Journée d’étude 2010 – compte rendu

La journée d’étude de cette année, sur le thème Normes et archives, vers des pratiques professionnelles optimisées ? a été ouverte par Christine Bard, représentant le doyen de la faculté des lettres, langues et sciences humaines de l’université d’Angers et par Anne Lafon, présidente de l’AEDAA. Bénédicte Grailles, maîtresse de conférences en archivistique à l’université d’Angers a introduit le sujet.

La première partie était consacrée au processus de normalisation. Damien Ferrero, archiviste à l’ADEME et Geneviève Drouhet, écrivain et ancienne responsable du service d’archives du groupe Médéric, ont exposé leur travail au sein de la commission de normalisation CG 46/CN 11 de l’AFNOR. Damien Ferrero a expliqué l’organisation et le fonctionnement des commissions de normalisation, le processus de création et de validation d’une norme et les difficultés auxquelles sont confrontés les participants de ces commissions. Geneviève Drouhet a partagé son expérience au sein du groupe Médéric en présentant son parcours pour mettre en place la norme 15 489 sur le Records Management. Puis, André Galistin, président de l’association PAGE, représentant le milieu des prestataires en archivage, s’est exprimé au sujet de la normalisation et de la certification. Il a notamment présenté l’organisation de l’association PAGE et son activité qui a mené à la conception d’une norme, dont il a décrit le contenu.

 

 

La deuxième partie « Normes et pratiques professionnelles, entre contraintes et adaptations » a fait intervenir Florence Clavaud, déléguée à la formation informatique de l’École nationale des chartes, sur l’origine, les raisons du succès, leurs limites, et le discours tenu par les professionnels dans le cadre des relations entre les normes de description des archives, l’informatique et les archivistes. Elle a évoqué la compatibilité entre la norme ISAD(G) et l’EAD. Le groupe Gestion des services de la formation Histoire et métiers des archives, représenté par Cécile Masala et Patrice Denis, a exposé le résultat de leurs recherches et de leur travail pour l’élaboration de fiches de procédures de classement (ordinogrammes), en vue de la conception d’un manuel.

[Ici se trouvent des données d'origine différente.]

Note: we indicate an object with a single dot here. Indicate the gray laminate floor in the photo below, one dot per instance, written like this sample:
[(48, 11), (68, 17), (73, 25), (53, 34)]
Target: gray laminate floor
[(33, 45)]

Puis, Anne-Hélène Rigogne, adjointe au chef du service des expositions de la BnF a parlé de son expérience de la norme dans le cadre des expositions qu’elle effectue. Corentin Sommier, doctorant en sciences humaines au sein du CERHIO UMR 6258, spécialité archivistique, s’est exprimé sur les bâtiments d’archives. Il a souligné que ces bâtiments étaient soumis à la fois aux normes de conservation et à celles relatives à l’accueil du public. La normalisation dans le cadre de l’archivage numérique a été développée par Michel Jacobson, chef de projet sur l’archivage électronique au département de l’innovation technologique et de la normalisation (DITN) à la direction des Archives de France.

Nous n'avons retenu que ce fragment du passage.